Last year, a record 1.67 million cars and trucks were repossessed representing a 12% increase over 2007. Unfortunately, this isn’t too surprising since in the first quarter of 2007, 29 percent of consumers owed more on their vehicles than they were worth. Being upside down on an auto loan leaves some struggling consumers with few choices. However, in most cases, it pays to do everything you can to avoid a repossession. Consider the following.

-A repossession is a repossession—voluntary or not. Being nice only matters so much. A voluntary repossession and an involuntary repossession affect your credit the same way. The main benefit of turning in the car yourself is that you might avoid being stranded when your car is taken from the grocery store parking lot. Other than that, the only difference is that if you voluntarily return your vehicle you could save on some fees associated with its collection. Either way, the notation will remain on your credit bureau file for seven years.

-Your obligations may not end after the vehicle is repossessed. After a vehicle is repossessed, the lender will most likely sell it to the highest bidder and apply the proceeds of the sale to the balance owed on the car. If the sale price is not sufficient to pay the balance due, there will be a "deficiency balance" remaining. Yes, contrary to popular belief, you will be legally obligated to pay this deficiency balance. If you do not pay this balance, the creditor can possibly sue you in an effort to try and collect.

-Cosigners are equally responsible. If you have a cosigner, and you value your relationship with them, do not let your vehicle go back as a repossession. Not only will the repossession appear on the cosigner’s report, but they are also legally responsible for any deficiency balance.

The most significant impact of repossession has nothing to do with money. In addition to losing something you most likely want and need, having it taken away can leave you feeling violated and vulnerable.

If you ever have trouble making your vehicle loan payments, communicate with your lender. Many creditors have hardship programs in place to help people experiencing temporary set-backs. For example, your lender may grant an extension, meaning that the past due amount can be paid at the end of your loan. Another option may be for the lender to rewrite your loan to reduce your monthly payments.

When making a request for a revised payment schedule, remember that your creditors are not required to agree. Therefore, you should approach them in a polite, business-like manner. If you are able to negotiate, get the details in writing.

If working with your existing loan is not possible or desirable, seek another. Refinancing the loan with longer terms will reduce your monthly payment.
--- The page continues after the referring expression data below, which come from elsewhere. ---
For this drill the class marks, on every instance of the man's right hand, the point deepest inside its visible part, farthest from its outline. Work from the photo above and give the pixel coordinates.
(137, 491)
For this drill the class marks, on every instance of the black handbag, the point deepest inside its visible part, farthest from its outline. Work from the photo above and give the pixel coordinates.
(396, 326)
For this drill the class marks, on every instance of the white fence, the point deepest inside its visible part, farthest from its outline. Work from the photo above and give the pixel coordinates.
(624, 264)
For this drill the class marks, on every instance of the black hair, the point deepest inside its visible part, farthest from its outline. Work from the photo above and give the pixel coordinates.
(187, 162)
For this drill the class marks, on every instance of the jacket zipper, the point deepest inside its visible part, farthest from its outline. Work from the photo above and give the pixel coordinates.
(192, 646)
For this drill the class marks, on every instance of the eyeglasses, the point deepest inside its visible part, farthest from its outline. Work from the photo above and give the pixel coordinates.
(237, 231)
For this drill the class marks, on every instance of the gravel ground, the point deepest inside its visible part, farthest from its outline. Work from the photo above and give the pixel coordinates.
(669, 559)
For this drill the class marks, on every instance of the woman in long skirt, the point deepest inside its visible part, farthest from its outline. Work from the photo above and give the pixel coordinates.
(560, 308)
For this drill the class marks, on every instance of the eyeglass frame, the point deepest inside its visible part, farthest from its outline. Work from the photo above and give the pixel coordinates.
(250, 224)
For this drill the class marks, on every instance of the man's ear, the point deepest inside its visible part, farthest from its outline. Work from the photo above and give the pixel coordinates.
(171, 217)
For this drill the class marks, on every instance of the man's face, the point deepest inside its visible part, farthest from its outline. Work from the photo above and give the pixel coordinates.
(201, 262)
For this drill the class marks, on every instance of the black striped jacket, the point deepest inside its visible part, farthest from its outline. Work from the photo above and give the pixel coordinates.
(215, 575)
However, keep in mind that for reasons we discussed earlier in this chapter, lengthening your loan will not improve your overall financial situation.

Another potential solution to repossession is selling the car. Even if you are upside-down on your loan and are required to come up with some cash to pay it off and release the title, it is still preferable to repossession.

If you are having trouble making your lease payments, look very carefully at your contract to learn the consequences of default. Often, the fees associated with canceling your lease are very high. If you choose to proceed with canceling your agreement, write to the dealer stating that you want to terminate early. The dealer will contact you with the amount you owe. If you simply do not make on-time lease payments, the vehicle will most likely be repossessed.

 

Kim McGrigg is the former Manager of Community and Media Relations for MMI.